Лерочка родилась ребенком слабеньким и очень болезненным, поэтому Нина оставила работу и полностью посвятила себя дочери. Отец Леры, Павел Евгеньевич Цветаев, не возражал против такого решения жены, он летал вторым пилотом на аэробусе А-320 в Европу и мог прекрасно содержать семью один. Нина души не чаяла в своей девочке, и Лера привыкла, что мать постоянно находится рядом. Ей не требовалось общество других детей, она не любила их вечную беготню и шумные игры и была готова целыми днями сидеть на коленях у Нины и слушать ее удивительные истории про прекрасных принцесс или рассматривать книги с яркими картинками, которые привозил отец.

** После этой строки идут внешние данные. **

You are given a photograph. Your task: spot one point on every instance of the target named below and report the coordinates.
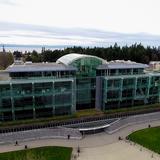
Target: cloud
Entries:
(27, 33)
(7, 2)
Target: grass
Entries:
(149, 138)
(42, 153)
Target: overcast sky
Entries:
(80, 22)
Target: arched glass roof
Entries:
(69, 58)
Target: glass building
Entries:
(73, 82)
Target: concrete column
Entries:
(53, 98)
(12, 102)
(73, 109)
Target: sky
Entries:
(80, 22)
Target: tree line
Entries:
(136, 52)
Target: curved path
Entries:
(95, 140)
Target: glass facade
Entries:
(81, 82)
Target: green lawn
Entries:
(42, 153)
(149, 138)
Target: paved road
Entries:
(96, 140)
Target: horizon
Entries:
(98, 23)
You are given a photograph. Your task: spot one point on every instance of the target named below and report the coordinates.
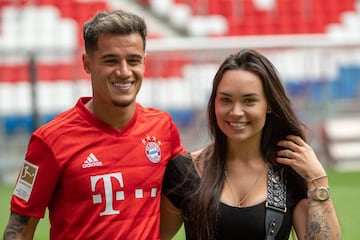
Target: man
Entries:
(98, 167)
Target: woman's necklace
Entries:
(241, 202)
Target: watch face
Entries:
(322, 193)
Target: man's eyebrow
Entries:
(116, 56)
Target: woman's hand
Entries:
(300, 156)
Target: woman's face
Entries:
(240, 106)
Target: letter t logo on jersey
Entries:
(119, 195)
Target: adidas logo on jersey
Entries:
(91, 161)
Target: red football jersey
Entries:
(98, 182)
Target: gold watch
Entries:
(319, 194)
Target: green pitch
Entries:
(345, 190)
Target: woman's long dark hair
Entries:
(281, 122)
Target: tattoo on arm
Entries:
(318, 227)
(16, 225)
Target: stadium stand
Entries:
(177, 81)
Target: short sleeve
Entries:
(36, 181)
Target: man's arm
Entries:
(20, 227)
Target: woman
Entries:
(224, 190)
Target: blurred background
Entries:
(315, 45)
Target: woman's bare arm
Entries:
(170, 219)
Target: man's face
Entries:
(117, 69)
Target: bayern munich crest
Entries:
(152, 149)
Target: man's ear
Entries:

— Как она жить-то будет? — вздыхала бабушка, глядя на то, как Лера повсюду неотступно следует за матерью. — Вот помяни мое слово, вырастет девчонка беспомощной и несамостоятельной.
— Пойми, Нина, твоя любовь калечит ребенка, — выступил наконец в поддержку тещи Павел. — Мы должны помочь Лерочке социально адаптироваться, а для этого необходимо оторвать ее от твоей юбки и отправить в детский коллектив. Надеюсь, ты со мной согласна?
— Согласна, Пашенька, — не привыкшая перечить мужу, прошептала Нина, хотя ее воображение уже рисовало страшные картины того, как более шустрые и самостоятельные дети травят и обижают слабенькую, беспомощную Леру. — Паш, а может, подождем еще годик, пусть хоть немножко окрепнет?
— Никаких может! — Павел решительно хлопнул ладонью по столу, словно ставил точку в конце неприятного разговора. — Все дети ходят в садик, и с нашей принцессой там ничего не случится!
Не прошло и недели, как стараниями Павла Валерия Цветаева получила путевку в старшую группу детского сада № 89, еще месяц ушел на сдачу анализов и оформление медицинской карты. И вот этот день наступил, с огромным трудом Лерочку оторвали от матери и оставили одну среди чужих, совершенно незнакомых ей людей. Первые дни Лера плакала навзрыд, громко и горько, размазывая слезы по худенькому бледному личику и умоляя воспитательницу сжалиться над ней и отвести домой, к маме.